Apparent bias affecting the Competition Commission: BAA v Competition Commission (CAT)


On 21 December 2009, the Competition Appeal Tribunal (CAT) gave judgment upholding claims of apparent bias affecting the report of the Competition Commission (Commission) of 19 March 2009, titled “BAA airports market investigation” (the Report) as a result of a Commission member’s position as adviser to a pension fund governed by ten local authorities which collectively owned the shares in the group owning Manchester airport and other airport interests.

The Report was the result of a two-year market investigation by the Commission, following a reference from the OFT on 30 March 2007. The Report concluded that adverse effects on competition arose from the dominance of BAA Limited (BAA) as an airport operator in South East England and the lowland areas of Scotland, and that these effects could be remedied by requiring BAA to sell both London Gatwick and Stansted (to separate buyers), and one of either Edinburgh or Glasgow. BAA voluntarily announced the sale of Gatwick before the final Report was published.

On 22 May 2009, BAA issued an application for a review of the Report under section 179(1) Enterprise Act 2002. This entitles a “person aggrieved” by a decision of the Commission to apply to the CAT for a review of that act according to the principles applied in judicial review proceedings (s.179(4)). BAA contended that the Report had been tainted by apparent bias, and that the Commission had failed to take account of the proportionality principle when setting timescales for divestment of BAA assets.

Apparent bias

The Tribunal held that a finding of apparent bias was justified owing to the involvement of one member of the Commission’s Reporting Committee throughout the review.

Professor Peter Moizer was an active and long-standing adviser to the Greater Manchester Pension Fund (the Fund), providing strategic investment advice, though according to the evidence presented he did not assess individual investments. This appointment was revealed to BAA when the Commission investigation first began, though, crucially, further details on the background of the Fund were omitted. The Fund was and is governed by the ten local authorities within the Manchester area, and those authorities also collectively held the entire shareholding in the Manchester Airports Group (MAG), which owns Manchester Airport and other airport interests in the UK and internationally. Although this information had been released into the public domain via the posting on the Commission’s website of a 2002 letter relating to a separate quinquennial review of price controls imposed on BAA’s London airports, that letter was not communicated to BAA at the time of the 2002 review, nor had it been brought to BAA’s attention during the 2007-2009 market review. Therefore, it was held there had not been an adequate disclosure of Professor Moizer’s interests.

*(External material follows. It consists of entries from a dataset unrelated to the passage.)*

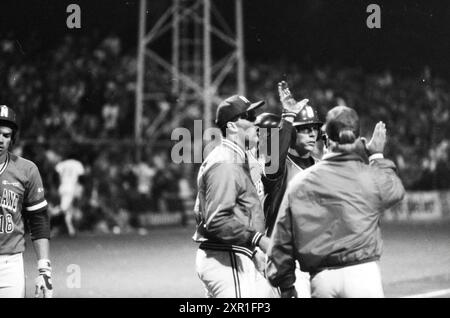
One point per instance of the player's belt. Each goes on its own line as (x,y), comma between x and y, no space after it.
(227,248)
(344,264)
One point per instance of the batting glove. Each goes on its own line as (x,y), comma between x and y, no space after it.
(44,281)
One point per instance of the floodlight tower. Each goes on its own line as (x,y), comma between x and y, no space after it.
(196,25)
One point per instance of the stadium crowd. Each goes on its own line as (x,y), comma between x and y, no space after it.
(77,99)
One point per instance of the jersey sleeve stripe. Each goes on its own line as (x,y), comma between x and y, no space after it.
(36,206)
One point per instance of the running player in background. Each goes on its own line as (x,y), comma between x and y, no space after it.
(23,205)
(70,189)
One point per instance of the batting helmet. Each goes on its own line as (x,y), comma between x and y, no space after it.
(268,120)
(8,117)
(307,116)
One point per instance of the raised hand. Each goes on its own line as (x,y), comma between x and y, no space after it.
(378,141)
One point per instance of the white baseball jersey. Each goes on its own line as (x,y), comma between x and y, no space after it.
(69,170)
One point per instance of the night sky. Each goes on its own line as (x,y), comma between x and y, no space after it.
(308,32)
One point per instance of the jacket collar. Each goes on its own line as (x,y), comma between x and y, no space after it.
(340,156)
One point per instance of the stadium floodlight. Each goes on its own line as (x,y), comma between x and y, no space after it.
(196,75)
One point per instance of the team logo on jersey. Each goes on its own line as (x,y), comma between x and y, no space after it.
(10,200)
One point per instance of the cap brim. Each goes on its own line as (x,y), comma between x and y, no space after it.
(305,124)
(256,105)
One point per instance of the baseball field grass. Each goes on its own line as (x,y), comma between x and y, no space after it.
(160,264)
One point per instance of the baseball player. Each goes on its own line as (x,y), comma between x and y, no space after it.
(228,212)
(329,217)
(299,131)
(69,171)
(22,204)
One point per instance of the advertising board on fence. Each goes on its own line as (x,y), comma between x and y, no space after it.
(421,206)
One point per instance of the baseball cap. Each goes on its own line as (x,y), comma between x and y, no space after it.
(8,116)
(232,107)
(341,118)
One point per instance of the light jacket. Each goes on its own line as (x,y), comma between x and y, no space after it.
(228,211)
(330,214)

The CAT concluded that the position of MAG as an interested party in the investigation, and as a potential alternative operator to BAA / member of a subsequent bidding consortium for Gatwick, would lead a “fair minded” and impartial third party to conclude that there was a “real possibility” that Professor Moizer could have been affected by bias. This situation of conflict arose after MAG took an active role in the Commission investigation in October 2007, and the Tribunal found that it became more acute when the Fund prepared for the speedy acquisition of BAA assets in consortium with MAG and others in March 2008. However, no actual bias by Professor Moizer was ever alleged or found.

Professor Moizer stood down from the Reporting Committee a week before approval of the Report; however, the CAT concluded that he had a sufficiently influential role throughout the investigation so as to taint the ultimate Report with his apparent bias.


BAA alleged that the timescales imposed for the sale of Gatwick and Stansted failed to take account of their commercial impact on BAA, as there was a risk that no bids would be submitted until shortly before the deadline for divestment, and that lack of time would be exploited by bidders to force BAA to accept a lower price. The CAT found that it was “inconceivable” that the Commission had not considered this “risk of loss” thoroughly before setting a timetable, and this was reflected in the staggered timetable allowed for the sale of different airports in the Report. The fact that the Commission did not implement BAA’s specific timing demands could not disturb the conclusion that the Commission gave proportionate consideration to the timing issue.


The Tribunal left open the question of how the finding of attempted bias should be remedied, subject either to agreement being reached between BAA and the Commission, or for decision by the CAT itself following further submissions from the parties. It is unclear at present whether the Tribunal will order that the full two-year investigative process be started afresh.